Thüring meint damit das Abschneiden der Parteien bei den Nationalratswahlen vor einem Jahr. Doch eine Gewinnerin von damals, die SP, scheint ihr gutes Resultat nicht auf die Grossratswahlen übertragen zu können. In der Wahlumfrage resultiert für die Genossen ein knappes Minus im Unschärfebereich, auch im Gegensatz zur ersten Umfragewelle Anfang September konnten sie nicht zulegen. Damals sagte Parteipräsidentin Brigitte Hollinger, dass ihre Partei ihr Potenzial hinsichtlich des Wähleranteils «noch nicht ausgeschöpft hat».

Ähnlich tönt es auch jetzt: «Wir setzen grosse Hoffnungen in unsere Telefonaktion, die eben erst richtig gestartet ist und bei der wir mehrere Tausend SP-Sympathisantinnen und -Sympathisanten persönlich davon überzeugen, dass ihre Teilnahme an der Wahl sehr wichtig ist.» Dass die SVP möglicherweise in die Regierung einziehe und dass die anderen bürgerlichen Parteien mit der Volkspartei gemeinsame Sache machen würden, helfe bei der Mobilisierungsaktion. «Wahltag ist der 23. Oktober, dann werden wir sehen, was die Baslerinnen und Basler für eine Politik wollen. Aber es wäre ernüchternd, wenn die Wahlen so herauskämen, wie die Umfrage zeigt.»

Noch ist nichts entschieden

Der 23. Oktober wird es auch sein, an dem sich zeigt, wie sich die Wahlabsichten und die Wählerstimmen in Grossrats-Sitze ummünzen lassen und wie die tatsächlichen Kräfteverhältnisse dann sein werden. Sicher ist: Die statistisch stärksten Zuwachsraten haben beide Umfragewellen im Bürgerlichen Lager ausgemacht, den einzigen deutlichen Verlust hingegen beim Grünen Bündnis.
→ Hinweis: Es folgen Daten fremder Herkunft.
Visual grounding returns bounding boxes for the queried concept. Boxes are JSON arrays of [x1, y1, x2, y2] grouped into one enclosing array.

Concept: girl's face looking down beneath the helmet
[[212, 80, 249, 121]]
Sicher ist aber auch: Die Umfrage hat Anfang Oktober stattgefunden, es gibt trotz hoher Teilnehmerzahl und Gewichtung einen Unschärfebereich, und nicht zuletzt haben, Stand Mittwoch, erst 18,3 Prozent der Stimmbürgerinnen und Stimmbürger ihre Wahlunterlagen abgegeben.

Methodik: Im Auftrag der bz Basel und der «Tageswoche» hat das Meinungsforschungsinstitut Sotomo die Angaben von 1 670 Teilnehmenden ausgewertet und gewichtet. Zu den Gewichtungsmerkmalen gehören das Alter, das Geschlecht, der Wahlkreis, das Bildungsniveau sowie das Entscheidverhalten bei vergangenen Wahlen und Abstimmungen. Die Umfrage wurde zwischen dem 5. und 7. Oktober durchgeführt.